Não sou crítico literário, mas apenas um leitor que se delicia com literatura e procura um melhor conhecimento do ser humano através dos livros. Trago aqui um trecho de A Morte de Ivan Ilitch, de Tolstói, que comentei brevemente no post anterior. Este trecho é só um aperitivo para que o leitor se interesse pela obra.

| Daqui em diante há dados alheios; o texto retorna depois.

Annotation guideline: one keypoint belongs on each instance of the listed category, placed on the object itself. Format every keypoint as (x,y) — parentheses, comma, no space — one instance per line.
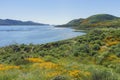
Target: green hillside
(99,20)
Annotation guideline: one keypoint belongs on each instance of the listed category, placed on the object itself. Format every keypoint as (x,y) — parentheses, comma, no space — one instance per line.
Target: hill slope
(99,20)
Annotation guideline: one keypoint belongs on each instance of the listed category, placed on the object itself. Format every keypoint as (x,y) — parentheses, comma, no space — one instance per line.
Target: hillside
(99,20)
(18,22)
(94,56)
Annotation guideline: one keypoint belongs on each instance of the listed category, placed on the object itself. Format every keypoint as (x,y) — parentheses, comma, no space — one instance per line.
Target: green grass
(94,56)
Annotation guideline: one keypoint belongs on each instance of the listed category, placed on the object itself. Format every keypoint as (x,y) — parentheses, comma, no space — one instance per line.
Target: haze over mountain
(18,22)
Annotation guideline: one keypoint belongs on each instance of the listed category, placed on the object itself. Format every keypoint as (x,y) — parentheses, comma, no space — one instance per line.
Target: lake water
(34,34)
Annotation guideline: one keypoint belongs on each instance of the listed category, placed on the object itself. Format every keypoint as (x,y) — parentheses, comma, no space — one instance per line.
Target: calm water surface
(34,34)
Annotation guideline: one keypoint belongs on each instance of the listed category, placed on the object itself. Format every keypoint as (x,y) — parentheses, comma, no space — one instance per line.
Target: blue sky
(56,11)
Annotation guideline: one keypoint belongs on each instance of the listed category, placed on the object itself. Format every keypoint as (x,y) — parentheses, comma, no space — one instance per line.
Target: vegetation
(94,56)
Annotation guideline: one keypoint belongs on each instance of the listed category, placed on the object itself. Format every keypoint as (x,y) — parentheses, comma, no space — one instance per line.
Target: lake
(34,34)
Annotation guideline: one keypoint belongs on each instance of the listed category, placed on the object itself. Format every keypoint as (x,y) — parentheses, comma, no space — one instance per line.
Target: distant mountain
(99,20)
(18,22)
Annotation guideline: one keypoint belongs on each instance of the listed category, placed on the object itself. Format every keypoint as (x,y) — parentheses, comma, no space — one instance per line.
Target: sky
(56,11)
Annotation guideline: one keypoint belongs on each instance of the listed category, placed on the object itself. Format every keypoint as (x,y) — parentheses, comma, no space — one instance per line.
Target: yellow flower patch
(4,67)
(36,60)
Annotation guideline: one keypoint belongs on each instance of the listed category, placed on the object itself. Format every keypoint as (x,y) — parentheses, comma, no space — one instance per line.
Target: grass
(94,56)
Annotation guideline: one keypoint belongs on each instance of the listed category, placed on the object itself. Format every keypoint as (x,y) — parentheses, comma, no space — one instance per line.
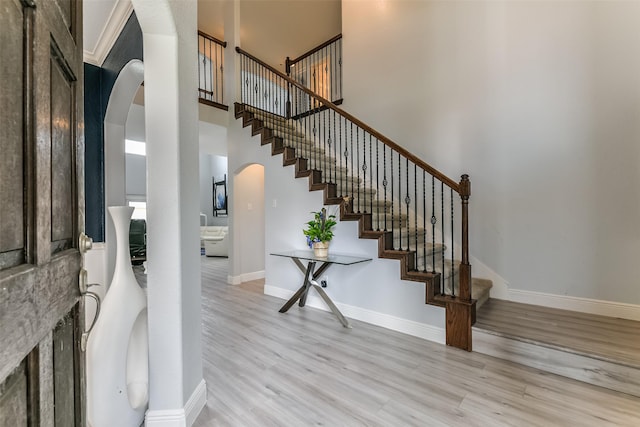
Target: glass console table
(311,274)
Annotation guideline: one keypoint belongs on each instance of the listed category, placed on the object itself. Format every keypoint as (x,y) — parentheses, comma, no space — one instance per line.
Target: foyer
(303,368)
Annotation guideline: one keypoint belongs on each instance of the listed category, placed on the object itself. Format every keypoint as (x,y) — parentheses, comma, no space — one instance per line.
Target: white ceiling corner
(103,23)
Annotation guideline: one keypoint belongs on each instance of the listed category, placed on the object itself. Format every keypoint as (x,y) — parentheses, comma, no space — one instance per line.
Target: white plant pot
(321,249)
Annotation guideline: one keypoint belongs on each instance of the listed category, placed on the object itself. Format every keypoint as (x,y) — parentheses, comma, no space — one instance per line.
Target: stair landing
(599,350)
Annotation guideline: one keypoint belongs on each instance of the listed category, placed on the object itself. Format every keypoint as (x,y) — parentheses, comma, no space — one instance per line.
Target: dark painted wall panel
(93,153)
(98,86)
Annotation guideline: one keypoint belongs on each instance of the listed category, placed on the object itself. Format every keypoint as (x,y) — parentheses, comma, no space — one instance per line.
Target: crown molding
(118,18)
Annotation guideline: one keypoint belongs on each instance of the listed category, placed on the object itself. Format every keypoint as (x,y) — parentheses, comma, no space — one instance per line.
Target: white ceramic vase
(118,347)
(321,249)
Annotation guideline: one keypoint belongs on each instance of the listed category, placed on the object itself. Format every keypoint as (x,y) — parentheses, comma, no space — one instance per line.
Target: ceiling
(274,29)
(271,29)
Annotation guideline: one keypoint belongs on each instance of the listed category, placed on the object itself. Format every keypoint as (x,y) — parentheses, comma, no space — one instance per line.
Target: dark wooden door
(41,213)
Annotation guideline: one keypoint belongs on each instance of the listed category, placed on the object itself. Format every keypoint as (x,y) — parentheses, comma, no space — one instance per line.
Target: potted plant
(319,232)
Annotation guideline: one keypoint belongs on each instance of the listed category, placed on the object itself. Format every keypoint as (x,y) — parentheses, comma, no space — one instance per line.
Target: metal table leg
(301,293)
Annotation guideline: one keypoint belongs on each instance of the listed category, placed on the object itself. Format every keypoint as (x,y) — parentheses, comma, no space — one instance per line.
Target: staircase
(406,205)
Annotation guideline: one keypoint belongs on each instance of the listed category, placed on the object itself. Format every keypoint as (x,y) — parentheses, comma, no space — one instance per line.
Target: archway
(124,90)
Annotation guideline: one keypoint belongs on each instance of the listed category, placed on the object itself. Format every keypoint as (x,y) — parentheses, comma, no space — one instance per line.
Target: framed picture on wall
(220,197)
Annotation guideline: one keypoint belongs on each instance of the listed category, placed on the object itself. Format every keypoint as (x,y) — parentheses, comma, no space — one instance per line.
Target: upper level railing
(320,70)
(403,194)
(211,70)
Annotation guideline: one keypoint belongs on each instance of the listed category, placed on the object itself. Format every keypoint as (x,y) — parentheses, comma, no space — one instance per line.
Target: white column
(232,94)
(171,113)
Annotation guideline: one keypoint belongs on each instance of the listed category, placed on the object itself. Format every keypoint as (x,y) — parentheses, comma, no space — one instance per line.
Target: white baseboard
(246,277)
(409,327)
(583,305)
(165,418)
(183,417)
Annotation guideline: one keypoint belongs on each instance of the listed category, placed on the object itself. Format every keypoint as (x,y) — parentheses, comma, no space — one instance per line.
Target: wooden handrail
(213,39)
(315,49)
(416,160)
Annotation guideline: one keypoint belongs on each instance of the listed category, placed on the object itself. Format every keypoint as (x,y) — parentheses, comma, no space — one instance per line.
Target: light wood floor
(603,337)
(303,368)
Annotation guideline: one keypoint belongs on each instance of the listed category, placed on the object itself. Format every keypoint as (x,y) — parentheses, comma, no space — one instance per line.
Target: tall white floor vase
(118,347)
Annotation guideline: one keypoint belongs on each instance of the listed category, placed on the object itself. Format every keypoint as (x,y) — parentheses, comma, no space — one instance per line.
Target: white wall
(250,219)
(174,293)
(206,206)
(538,102)
(136,171)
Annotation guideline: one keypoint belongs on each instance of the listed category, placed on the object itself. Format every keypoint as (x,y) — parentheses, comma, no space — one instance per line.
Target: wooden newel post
(461,311)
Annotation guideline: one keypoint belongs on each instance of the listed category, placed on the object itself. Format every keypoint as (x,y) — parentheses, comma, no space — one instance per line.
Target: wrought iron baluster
(399,202)
(371,174)
(377,184)
(453,256)
(433,225)
(393,219)
(415,208)
(424,217)
(442,221)
(384,183)
(364,171)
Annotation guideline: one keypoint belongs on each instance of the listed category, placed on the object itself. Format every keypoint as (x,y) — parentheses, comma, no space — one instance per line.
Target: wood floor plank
(608,338)
(302,368)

"A maioria dos assuntos de conversa entre marido e mulher, sobretudo a educação dos filhos, levava a questões sobre as quais havia lembrança de dissensões, e a cada momento podiam deflagra-se brigas. Sobravam apenas uns raros períodos de paixão, que às vezes assaltavam os esposos, mas que duravam pouco. Eram ilhotas, às quais eles atracavam por algum tempo, mas depois novamente se lançavam ao mar da hostilidade oculta, que se manifestava no afastamento entre eles. Esse afastamento poderia magoar Ivan Ilitch, se ele não julgasse que tudo devia ser realmente assim, mas ele já considerava esta situação não só normal como também o objetivo da sua atuação na família. O seu objetivo consistia em livrar-se cada vez mais dessas contrariedades e dar-lhes um caráter de inocuidade e decência; e alcançava-o passando cada vez menos tempo com a família, e, quando não conseguia evitá-lo, procurava garantir a sua situação com a presença de pessoas estranhas. (...)"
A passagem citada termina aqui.